After operations ended for the day, Australia's Maritime Safety Authority (Amsa) said an aircraft had reported sighting a number of small objects with the naked eye within a radius of five kilometres, including a wooden pallet.
It also announced that HMAS Success, which is large enough to recover any debris if needed, had arrived in the search area.
Six planes were dispatched on Saturday to search an area roughly the size of Denmark. Additional vessels supplied by China, Japan and the United Kingdom are due to join them in the search.
At his briefing, Acting Transport Minister Hussein also said investigations of the plane's cargo manifest did "not show any link to anything that may have contribution to the plane's disappearance".
He also referred to the angry scenes as Malaysian officials briefed Chinese relatives in Beijing.
"Government of Malaysia, tell us the truth! Give us back our loved ones!" relatives shouted at the Lido Hotel.

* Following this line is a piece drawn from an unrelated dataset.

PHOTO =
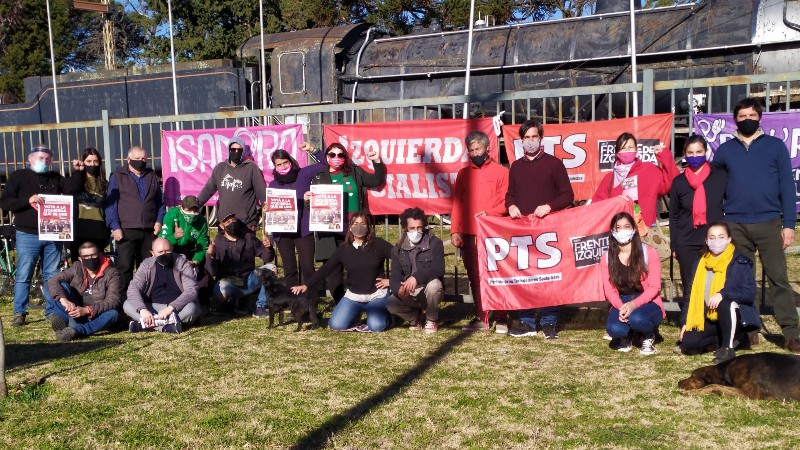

Mr Hussein admitted the briefing had been "tense" and an investigation was under way to try to improve the situation.
Mr Hussein's briefing also touched on a reported transcript of communications between the pilots of the plane that was carried in Britain's Daily Telegraph.
The Telegraph's transcript showed routine communications, ending with the fateful final words of co-pilot Fariq Abdul Hamid: "All right, good night."
Experts say only two elements appeared of any note, although they stressed it was important not to read too much into them. One was that the final message at 01:07 about the plane's altitude - at 35,000ft - was an unnecessary repeat of a message six minutes earlier.
The other was that the loss of communication with the plane occurred at the handover point of Malaysian to Vietnamese air control.
At the press briefing, Mr Hussein said the transcript "does not indicate anything abnormal".
Another Malaysian official at the briefing said the transcript was "not accurate", without specifying what was wrong with the document.
Earlier, Australian Deputy PM Warren Truss vowed the search would continue until "further searching would be futile - and that day is not in sight".
The search has been in two distinct corridors - one stretching to the north-west of the last known location in the Malacca Straits and one to the south-west. This was based on a data "ping" apparently sent to a satellite from the missing plane.
However, on Saturday, Mr Hussein said that China, India, Pakistan, Myanmar and several other nations had informed Malaysia that analysis of their radar records had revealed no evidence of flight MH370 crossing their airspace.